Uh, I shouldn't have buried my important comments so far down the
email :/ I wasn't sure whether you had missed the paragraph.
> > On the other hand, untangling all code paths that come from
> > trampolines (with a light regs structure) from those that come from an
> > exception (with a pt_regs) could lead to a lot of duplicated code, and
> > converting between each subsystem's idea of a light regs structure
> > (what if perf introduces a perf_regs now ?) would be tedious and slow
> > (lots of copies ?).
>
> This is one discussion point I think. Actually, using pt_regs in kretprobe
> (and rethook) is histrical accident. Originally, it had put a kprobe on
> the function return trampoline to hook it. So keep the API compatiblity
> I made the hand assembled code to save the pt_regs on the stack.
>
> My another question is if we have the fprobe to trace (hook) the function
> return, why we still need the kretprobe itself. I think we can remove
> kretprobe and use fprobe exit handler, because "function" probing will
> be done by fprobe, not kprobe. And then, we can simplify the kprobe
> interface and clarify what it is -- "kprobe is a wrapper of software
> breakpoint". And we don't need to think about duplicated code anymore :)
That sounds reasonable to me
> As I said, I would like to phase out the kretprobe itself because it
> provides the same feature of fprobe, which is confusing. jprobe was
> removed a while ago, and now kretprobe is. But we can not phase out
> it at once. So I think we will keep current kretprobe trampoline on
> arm64 and just add new ftrace_regs based rethook. Then remove the
> API next release. (after all users including systemtap is moved)
Heads up to BPF folks though since they also have BPF "kretprobe"
program types which would break in a similar fashion as multi_kprobe
(even though BPF kretprobe programs have also been discouraged for a
while in favor of BPF fexit programs)
> > > The reason I started the FTRACE_WITH_ARGS (which gave us ftrace_regs) in
> > > the first place, was because of the overhead you reported to me with
> > > ftrace_regs_caller and why you wanted to go the direct trampoline approach.
> > > That's when I realized I could use a subset because those registers were
> > > already being saved. The only reason FTRACE_WITH_REGS was created was it
> > > had to supply full pt_regs (including flags) and emulate a breakpoint for
> > > the kprobes interface. But in reality, nothing really needs all that.
> > >
> > > > It's not about access to args.
> > > > pt_regs is passed from bpf prog further into all kinds of perf event
> > > > functions including stack walking.
> >
> > If all accesses are done in BPF bytecode, we could (theoretically)

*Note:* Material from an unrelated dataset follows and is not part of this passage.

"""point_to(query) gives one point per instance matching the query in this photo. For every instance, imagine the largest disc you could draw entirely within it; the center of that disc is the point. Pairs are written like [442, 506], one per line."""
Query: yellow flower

> > have the verifier and JIT work together to deny accesses to
> > unpopulated fields, or relocate pt_regs accesses to ftrace_regs
> > accesses to keep backward compatibility with existing multi_kprobe BPF
> > programs.
>
> Yeah, that is what I would like to suggest, and what my patch does.
> (let me update rethook too, it'll be a bit tricky since I don't want
> break anything)
I agree with Alexei that this is an unnecessary amount of complexity
in the verifier just to avoid a struct copy though. It's good to know
that we _could_ do it if we really need to someday but then again, if
a user chooses an interface that gets a pt_regs they shouldn't expect
high performance. Therefore, I think it's ok for BPF multi_kprobe to
copy fields from a ftrace_regs to a pt_regs on stack, especially if it
avoids so much additional complexity in the verifier.